RAMAA (Action Research: Measuring Literacy Programme Participants’ Learning Outcomes) is the first generation of action research in the field of literacy measurement. It was initiated by the UNESCO Institute for Lifelong Learning (UIL) in order to fill a gap that is currently not covered by large-scale literacy assessment.
RAMAA (Action Research: Measuring Literacy Programme Participants’ Learning Outcomes) is the first generation of action research in the field of literacy measurement. It was initiated by the UNESCO Institute for Lifelong Learning (UIL) in order to fill a gap that is currently not covered by large-scale literacy assessment.

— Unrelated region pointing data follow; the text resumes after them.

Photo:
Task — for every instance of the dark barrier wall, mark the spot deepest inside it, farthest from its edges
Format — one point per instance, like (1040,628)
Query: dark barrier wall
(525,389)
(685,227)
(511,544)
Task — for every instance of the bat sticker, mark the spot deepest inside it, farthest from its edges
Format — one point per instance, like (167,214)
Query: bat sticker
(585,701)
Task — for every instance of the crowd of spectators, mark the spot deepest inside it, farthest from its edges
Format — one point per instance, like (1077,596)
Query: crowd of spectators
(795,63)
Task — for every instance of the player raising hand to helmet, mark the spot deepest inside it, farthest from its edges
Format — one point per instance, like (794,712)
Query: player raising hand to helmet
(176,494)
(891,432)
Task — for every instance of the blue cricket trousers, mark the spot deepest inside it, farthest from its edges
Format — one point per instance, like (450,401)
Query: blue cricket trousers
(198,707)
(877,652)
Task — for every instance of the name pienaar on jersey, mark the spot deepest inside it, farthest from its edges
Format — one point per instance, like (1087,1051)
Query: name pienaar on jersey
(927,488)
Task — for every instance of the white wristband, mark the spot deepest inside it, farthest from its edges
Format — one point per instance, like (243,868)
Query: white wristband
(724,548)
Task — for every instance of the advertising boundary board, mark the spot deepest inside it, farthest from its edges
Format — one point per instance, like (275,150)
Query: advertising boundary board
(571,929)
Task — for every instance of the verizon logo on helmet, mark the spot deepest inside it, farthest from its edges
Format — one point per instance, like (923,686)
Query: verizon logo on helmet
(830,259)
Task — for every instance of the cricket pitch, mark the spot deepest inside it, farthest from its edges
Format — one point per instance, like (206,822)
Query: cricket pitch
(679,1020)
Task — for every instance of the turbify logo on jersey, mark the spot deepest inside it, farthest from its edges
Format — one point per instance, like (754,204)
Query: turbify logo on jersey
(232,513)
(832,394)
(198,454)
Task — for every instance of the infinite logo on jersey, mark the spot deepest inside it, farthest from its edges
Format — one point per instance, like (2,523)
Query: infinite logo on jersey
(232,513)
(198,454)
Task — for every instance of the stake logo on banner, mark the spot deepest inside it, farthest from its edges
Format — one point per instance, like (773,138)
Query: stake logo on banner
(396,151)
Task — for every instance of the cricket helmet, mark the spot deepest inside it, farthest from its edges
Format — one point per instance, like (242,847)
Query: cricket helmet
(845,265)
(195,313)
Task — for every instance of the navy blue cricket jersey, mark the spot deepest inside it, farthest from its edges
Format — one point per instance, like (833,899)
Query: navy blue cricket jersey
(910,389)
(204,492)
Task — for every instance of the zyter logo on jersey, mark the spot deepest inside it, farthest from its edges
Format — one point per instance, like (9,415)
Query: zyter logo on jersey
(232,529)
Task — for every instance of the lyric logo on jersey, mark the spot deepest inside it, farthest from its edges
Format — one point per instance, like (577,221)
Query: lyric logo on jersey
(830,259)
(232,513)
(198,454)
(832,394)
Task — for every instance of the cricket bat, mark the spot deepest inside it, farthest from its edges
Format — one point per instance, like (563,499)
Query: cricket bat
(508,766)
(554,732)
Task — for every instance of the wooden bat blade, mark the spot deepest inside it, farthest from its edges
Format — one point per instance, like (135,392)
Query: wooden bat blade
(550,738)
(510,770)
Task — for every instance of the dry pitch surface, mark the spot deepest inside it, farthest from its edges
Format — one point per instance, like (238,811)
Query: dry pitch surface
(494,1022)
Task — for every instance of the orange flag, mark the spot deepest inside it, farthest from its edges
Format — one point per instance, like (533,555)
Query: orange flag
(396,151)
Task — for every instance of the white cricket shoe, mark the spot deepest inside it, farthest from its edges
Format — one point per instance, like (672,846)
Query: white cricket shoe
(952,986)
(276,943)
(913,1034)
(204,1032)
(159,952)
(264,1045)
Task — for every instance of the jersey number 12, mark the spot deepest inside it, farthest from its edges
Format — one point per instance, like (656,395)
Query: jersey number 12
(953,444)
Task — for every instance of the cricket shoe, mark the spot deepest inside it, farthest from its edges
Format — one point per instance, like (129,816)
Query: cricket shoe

RAMAA: Literacy measurement

The purpose of RAMAA is to develop national capacities to evaluate and monitor the quality of literacy programmes, and to inform policymakers and development partners about the return on investment in literacy programmes by measuring the real level of literacy acquired, i.e. the actual performance of learners who complete courses. RAMAA is based on a methodological framework that takes into account cultural, educational and linguistic specificities as well as the knowledge and capacities of national experts from the participating countries in order to design, manage and implement programmes locally. RAMAA’s measurement tools are therefore constructed by the participating countries in partnership with UIL, the relevant UNESCO field offices, researchers and consultants. It is supported by partners such as the UNESCO Institute for Statistics, the Organisation for Economic Co-operation and Development (OECD), the Centre international d’études pédagogiques (CIEP) and the University of Hamburg. The project is also supported by technical and financial partners from the Swiss Agency for Development and Cooperation (SDC), the African Development Bank (AfDB) and the Association for the Development of Education in Africa (ADEA). As well as continuously improving the quality of youth and adult literacy programmes, RAMAA will provide reliable, contextualized data that will strengthen evidence-based advocacy. RAMAA will also enhance national capacities with an emphasis on ownership and sustainability, and will open up new prospects for applied scientific research by involving national university researchers and PhD students. In focusing on learning achievements and skills acquired, RAMAA contributes to Education 2030 (the post-2015 education agenda) and to the broader Sustainable Development Goals. The first phase of RAMAA (2011–2014) involved five French-speaking African countries: Burkina Faso, Mali, Morocco, Niger and Senegal. An additional seven countries – Benin, Cameroon, Central African Republic (CAR), Chad, Democratic Republic of the Congo (DRC), Côte d’Ivoire and Togo – have expressed their interest in participating in the second phase of RAMAA.

Development of a literacy assessment framework and tools

The UNESCO Institute for Lifelong Learning (UIL) is devising a framework for UNESCO Member States enabling them to assess literacy as a continuum of proficiency levels. This framework will draw lessons from the following existing literacy assessments:
  • PIAAC (Programme for the International Assessment of Adult Competencies)
  • LAMP (Literacy Assessment and Monitoring Programme)
  • STEP (Strategic Teaching and Evaluation of Progress)
  • RAMAA
Based on partnerships with the UNESCO Institute for Statistics (UIS), the World Bank, the OECD and representatives of UNESCO Member States, UIL will develop literacy assessment and monitoring tools that provide comparable measurements of literacy skill levels in countries with low literacy rates. This global literacy project aims to collect more reliable and valid data that will help improve literacy strategies and programmes as part of the post-2015 education agenda. The literacy data will contribute to the monitoring of progress on the United Nations Sustainable Development Goal for education (SDG 4) by targeting countries that have not yet assessed literacy using direct measurement tools. It will also strengthen the capacity of Member States to use literacy data to create effective policies.